I'm also sure that between Jason and me, as husband and wife and as business partners, we will be able to figure it out.  The two of us will be able to be counted as one and a half workers or even two in some moments not because we have a babysitter but because our kids know how to "help out" by staying out of the thick of it all for a few moments.  We will be able to manage our farm so that we will be able to hire some extra hands for the most desperate times and still pay ourselves enough to live on.  maybe, someday we'll even be able to afford our own health insurance!

Yep, parenting and farming are both full-time jobs without pay or hours.  That doesn't mean that it has to be one or the other.  gee, maybe we'll even homeschool our kids while earning our living wage...

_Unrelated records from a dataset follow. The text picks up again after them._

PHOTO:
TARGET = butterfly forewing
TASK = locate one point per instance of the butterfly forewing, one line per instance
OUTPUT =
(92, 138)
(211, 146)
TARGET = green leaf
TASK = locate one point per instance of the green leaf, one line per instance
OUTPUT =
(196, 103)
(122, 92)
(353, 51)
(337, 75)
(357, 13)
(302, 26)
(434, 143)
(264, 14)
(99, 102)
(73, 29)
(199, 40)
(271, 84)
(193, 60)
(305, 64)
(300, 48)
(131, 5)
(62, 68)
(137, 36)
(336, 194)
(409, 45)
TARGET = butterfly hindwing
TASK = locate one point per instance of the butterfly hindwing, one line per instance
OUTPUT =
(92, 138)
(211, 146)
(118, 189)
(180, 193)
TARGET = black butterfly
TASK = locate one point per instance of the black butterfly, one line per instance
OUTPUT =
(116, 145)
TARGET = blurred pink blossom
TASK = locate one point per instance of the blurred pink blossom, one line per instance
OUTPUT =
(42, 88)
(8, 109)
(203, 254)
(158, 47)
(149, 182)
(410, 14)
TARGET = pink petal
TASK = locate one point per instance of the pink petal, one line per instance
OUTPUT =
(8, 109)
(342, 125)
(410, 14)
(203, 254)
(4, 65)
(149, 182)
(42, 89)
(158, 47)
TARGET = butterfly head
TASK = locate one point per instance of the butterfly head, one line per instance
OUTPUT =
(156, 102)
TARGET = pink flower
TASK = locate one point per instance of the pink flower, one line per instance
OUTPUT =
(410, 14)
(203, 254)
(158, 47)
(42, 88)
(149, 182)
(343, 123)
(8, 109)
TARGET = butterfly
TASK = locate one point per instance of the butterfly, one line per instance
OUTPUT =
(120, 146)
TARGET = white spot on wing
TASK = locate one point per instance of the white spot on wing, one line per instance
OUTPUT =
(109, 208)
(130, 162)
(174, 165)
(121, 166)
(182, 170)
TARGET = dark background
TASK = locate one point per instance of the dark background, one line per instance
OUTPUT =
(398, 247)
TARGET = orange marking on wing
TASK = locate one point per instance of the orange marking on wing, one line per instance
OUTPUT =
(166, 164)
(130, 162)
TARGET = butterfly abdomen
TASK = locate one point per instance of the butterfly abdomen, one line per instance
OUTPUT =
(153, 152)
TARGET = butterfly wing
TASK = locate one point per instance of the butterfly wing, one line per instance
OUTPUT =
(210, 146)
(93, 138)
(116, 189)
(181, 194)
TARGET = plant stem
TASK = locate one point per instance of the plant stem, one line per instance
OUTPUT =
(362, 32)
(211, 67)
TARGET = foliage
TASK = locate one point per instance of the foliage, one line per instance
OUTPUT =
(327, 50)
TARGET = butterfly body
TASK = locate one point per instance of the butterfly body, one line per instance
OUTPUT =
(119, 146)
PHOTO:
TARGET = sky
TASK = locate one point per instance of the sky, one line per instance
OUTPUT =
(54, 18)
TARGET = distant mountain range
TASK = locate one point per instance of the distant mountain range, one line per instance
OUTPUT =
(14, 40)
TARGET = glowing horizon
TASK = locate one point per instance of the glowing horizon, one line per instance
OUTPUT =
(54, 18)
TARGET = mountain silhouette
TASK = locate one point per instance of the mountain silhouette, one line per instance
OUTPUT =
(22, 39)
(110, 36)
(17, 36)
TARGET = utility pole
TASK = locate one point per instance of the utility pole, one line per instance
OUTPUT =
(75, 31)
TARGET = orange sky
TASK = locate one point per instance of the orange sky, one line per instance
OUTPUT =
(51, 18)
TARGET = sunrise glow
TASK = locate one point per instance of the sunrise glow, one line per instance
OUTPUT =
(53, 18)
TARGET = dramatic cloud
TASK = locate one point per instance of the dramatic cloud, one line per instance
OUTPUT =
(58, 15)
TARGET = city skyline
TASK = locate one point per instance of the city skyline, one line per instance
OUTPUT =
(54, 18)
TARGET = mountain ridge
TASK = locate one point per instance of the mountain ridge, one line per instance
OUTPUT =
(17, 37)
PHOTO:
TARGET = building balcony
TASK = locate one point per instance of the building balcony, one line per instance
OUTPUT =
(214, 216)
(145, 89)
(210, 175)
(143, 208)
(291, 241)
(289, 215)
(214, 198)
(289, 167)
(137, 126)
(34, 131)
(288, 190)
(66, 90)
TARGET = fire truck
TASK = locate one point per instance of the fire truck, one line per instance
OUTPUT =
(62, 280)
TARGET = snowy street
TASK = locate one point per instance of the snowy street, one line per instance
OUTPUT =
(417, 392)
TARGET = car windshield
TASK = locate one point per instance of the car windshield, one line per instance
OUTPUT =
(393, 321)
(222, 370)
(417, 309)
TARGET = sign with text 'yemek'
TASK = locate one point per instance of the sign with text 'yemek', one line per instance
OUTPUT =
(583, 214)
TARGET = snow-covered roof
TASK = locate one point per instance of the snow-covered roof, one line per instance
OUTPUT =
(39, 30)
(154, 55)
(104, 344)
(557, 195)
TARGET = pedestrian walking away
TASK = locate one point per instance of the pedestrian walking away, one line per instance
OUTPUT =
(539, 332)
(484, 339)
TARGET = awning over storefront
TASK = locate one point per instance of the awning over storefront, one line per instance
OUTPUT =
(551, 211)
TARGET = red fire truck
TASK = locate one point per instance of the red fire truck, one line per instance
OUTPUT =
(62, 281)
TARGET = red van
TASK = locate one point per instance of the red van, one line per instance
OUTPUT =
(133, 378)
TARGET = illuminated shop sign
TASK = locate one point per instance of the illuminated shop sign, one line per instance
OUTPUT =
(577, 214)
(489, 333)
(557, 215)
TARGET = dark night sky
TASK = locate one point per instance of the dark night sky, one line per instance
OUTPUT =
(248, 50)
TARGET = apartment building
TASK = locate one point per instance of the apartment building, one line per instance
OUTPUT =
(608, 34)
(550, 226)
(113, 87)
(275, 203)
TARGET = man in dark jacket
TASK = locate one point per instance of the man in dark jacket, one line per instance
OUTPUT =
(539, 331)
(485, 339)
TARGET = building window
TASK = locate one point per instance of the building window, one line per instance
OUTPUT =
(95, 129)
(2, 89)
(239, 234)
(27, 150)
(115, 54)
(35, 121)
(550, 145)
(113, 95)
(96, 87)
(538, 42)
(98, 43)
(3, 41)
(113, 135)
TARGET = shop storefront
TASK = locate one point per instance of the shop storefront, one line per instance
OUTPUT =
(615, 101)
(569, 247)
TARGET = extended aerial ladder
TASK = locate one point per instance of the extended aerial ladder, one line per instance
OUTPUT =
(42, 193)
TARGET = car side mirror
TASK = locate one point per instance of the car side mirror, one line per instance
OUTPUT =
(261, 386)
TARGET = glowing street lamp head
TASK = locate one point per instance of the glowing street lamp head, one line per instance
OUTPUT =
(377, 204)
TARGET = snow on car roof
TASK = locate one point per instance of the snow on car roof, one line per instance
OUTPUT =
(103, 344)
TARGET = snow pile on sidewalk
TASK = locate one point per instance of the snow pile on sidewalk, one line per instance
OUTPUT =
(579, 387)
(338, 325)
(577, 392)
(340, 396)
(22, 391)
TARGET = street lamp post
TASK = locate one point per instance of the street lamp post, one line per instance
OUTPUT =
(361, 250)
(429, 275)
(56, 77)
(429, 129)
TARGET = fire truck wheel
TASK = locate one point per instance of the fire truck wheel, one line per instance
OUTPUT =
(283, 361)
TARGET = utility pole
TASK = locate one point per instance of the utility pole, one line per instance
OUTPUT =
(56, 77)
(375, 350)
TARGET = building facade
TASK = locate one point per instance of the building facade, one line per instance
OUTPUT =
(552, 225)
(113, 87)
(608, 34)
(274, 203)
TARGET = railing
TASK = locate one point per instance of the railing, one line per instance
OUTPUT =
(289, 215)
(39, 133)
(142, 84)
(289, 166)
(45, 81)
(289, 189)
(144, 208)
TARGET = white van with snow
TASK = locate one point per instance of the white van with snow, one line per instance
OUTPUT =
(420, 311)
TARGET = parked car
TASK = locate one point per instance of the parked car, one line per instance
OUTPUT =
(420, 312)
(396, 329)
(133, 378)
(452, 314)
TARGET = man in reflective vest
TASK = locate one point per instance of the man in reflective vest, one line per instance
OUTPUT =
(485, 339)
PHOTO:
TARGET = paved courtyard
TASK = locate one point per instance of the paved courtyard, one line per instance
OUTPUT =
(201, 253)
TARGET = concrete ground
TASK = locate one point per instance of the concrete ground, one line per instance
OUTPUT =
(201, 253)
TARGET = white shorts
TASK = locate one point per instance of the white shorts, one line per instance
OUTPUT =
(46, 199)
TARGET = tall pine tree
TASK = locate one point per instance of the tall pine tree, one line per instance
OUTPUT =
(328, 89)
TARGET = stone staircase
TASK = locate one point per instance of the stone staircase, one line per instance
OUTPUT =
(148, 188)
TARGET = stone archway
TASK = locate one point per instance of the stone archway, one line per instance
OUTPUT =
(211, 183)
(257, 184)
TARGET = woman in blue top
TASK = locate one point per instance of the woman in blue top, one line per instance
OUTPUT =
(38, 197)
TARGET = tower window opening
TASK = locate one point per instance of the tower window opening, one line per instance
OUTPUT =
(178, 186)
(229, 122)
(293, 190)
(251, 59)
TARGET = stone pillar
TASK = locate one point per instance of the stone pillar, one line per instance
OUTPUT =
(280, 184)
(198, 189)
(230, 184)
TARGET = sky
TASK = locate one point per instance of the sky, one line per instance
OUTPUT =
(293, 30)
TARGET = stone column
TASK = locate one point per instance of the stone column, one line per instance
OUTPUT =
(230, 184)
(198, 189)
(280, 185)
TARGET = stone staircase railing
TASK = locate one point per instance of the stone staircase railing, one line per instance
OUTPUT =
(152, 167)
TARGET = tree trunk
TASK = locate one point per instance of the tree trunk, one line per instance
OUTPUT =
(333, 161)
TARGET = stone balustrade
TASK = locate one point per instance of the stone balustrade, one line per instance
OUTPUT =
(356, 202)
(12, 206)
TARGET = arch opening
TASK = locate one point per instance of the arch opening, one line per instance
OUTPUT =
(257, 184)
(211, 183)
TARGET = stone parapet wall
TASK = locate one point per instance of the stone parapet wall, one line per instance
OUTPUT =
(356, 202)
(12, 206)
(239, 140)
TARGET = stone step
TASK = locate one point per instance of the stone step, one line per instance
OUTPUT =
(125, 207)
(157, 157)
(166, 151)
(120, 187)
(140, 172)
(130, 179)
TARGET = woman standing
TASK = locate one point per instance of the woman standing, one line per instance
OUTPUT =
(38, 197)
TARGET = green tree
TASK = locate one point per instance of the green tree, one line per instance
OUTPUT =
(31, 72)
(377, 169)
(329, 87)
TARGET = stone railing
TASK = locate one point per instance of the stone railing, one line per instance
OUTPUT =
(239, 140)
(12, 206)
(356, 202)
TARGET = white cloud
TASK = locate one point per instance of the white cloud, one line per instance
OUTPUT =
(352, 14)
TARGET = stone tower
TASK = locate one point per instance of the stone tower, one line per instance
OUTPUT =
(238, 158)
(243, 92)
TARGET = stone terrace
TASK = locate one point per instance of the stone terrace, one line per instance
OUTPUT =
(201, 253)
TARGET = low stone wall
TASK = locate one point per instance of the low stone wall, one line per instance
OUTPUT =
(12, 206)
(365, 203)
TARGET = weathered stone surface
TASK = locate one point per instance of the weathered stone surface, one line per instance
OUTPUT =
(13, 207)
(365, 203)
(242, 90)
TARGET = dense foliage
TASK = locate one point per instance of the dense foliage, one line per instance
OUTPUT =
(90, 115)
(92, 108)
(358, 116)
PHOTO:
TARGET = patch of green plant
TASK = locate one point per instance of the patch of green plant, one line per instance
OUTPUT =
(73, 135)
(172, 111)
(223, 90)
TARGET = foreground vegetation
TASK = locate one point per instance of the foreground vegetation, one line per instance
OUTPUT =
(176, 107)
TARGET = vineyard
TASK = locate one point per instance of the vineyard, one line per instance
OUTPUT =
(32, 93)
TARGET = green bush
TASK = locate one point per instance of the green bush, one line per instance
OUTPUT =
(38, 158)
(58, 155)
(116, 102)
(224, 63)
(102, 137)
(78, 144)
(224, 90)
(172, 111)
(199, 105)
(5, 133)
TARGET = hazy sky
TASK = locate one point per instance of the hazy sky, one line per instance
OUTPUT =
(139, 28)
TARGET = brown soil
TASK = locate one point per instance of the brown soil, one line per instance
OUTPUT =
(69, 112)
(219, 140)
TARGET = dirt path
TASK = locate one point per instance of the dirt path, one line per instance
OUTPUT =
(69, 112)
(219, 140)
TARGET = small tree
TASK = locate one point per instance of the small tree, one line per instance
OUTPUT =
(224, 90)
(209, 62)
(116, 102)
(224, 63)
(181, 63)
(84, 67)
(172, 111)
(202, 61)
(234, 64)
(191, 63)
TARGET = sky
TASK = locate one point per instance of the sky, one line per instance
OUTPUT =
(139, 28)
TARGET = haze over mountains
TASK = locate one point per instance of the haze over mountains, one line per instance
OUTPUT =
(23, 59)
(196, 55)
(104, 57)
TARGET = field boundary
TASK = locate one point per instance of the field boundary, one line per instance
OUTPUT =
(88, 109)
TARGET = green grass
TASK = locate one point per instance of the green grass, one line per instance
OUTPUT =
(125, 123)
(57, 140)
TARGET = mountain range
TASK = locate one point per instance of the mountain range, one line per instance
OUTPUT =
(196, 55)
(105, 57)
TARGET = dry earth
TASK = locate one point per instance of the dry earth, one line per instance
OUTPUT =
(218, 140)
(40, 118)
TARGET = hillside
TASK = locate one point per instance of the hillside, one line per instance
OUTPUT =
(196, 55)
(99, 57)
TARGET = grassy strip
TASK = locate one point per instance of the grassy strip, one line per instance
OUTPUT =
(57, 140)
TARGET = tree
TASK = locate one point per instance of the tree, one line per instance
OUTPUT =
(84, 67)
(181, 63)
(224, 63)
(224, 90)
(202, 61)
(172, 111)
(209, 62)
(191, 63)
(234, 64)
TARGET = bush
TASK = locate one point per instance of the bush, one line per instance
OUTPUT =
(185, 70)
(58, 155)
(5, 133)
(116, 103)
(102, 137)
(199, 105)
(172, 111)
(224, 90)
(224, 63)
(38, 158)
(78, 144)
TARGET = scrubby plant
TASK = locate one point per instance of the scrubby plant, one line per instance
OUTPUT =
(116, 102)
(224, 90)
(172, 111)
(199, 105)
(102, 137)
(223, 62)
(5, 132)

Tuesday, September 13, 2011

Stuffed Zucchini

Stuffed Squash

6 Zucchini
2 Beets
1 bunch Kale
Olive Oil
Salt, Balsamic
Vinegar, other spices to

Slice one side from the zucchini or slice in half if large or cut to appropriate size and then hollow it out, leaving a sturdy shell.

Chop the beets into small pieces

Rip up the kale into pieces.

Combine the beets, Zucchini insides, ¾ of the kale. Dress with olive oil and vinegar/salt/spices to taste. Place a layer of kale in the bottom of each zucchini boat and stuff with the veggie mix to capacity. Roast at 350’ F for about 10 min or until Kale becomes crisp. You can roast the remaining mixture for a side as well. Best served warm.

Monday, September 12, 2011

Little Shepherdess

A few weeks ago, The sheep were fenced into an area between our garden sections.  There are about 7 lambs that simply do not respect our four-strand electric fencing in part because of their full wool coats (insulating against shocks).  Thus, we were constantly having several lambs out and eating grass by the old grain elevator, eating weeds in the squash and corn, luckily leaving the crops themselves alone.  Not a huge deal but a nuisance.  Jason was working on a small wier in the creek to allow us to pump water for the garden even during the dryest parts of summer.  Up to his elbows in creek muck, literally, HannaMae came down and informed him that there were sheep out of the fence.  Jason told her he would have to handle it in a few minutes.  "I'll take care of it" she said and marched off.  A few minutes later, Jason started thinking about what HannaMae had said and went to see what she and Alethea were up to.

HannaMae was directing Alethea to walk this way and that and was using her as a blockade to collect and drive the lambs back inside the fence.

They did it all by themselves, a nearly 4 year old and nearly 2 year old.  no help or direction from Papa, on their own initiative, smartly and safely.

Little shepherdesses with a knack for the art.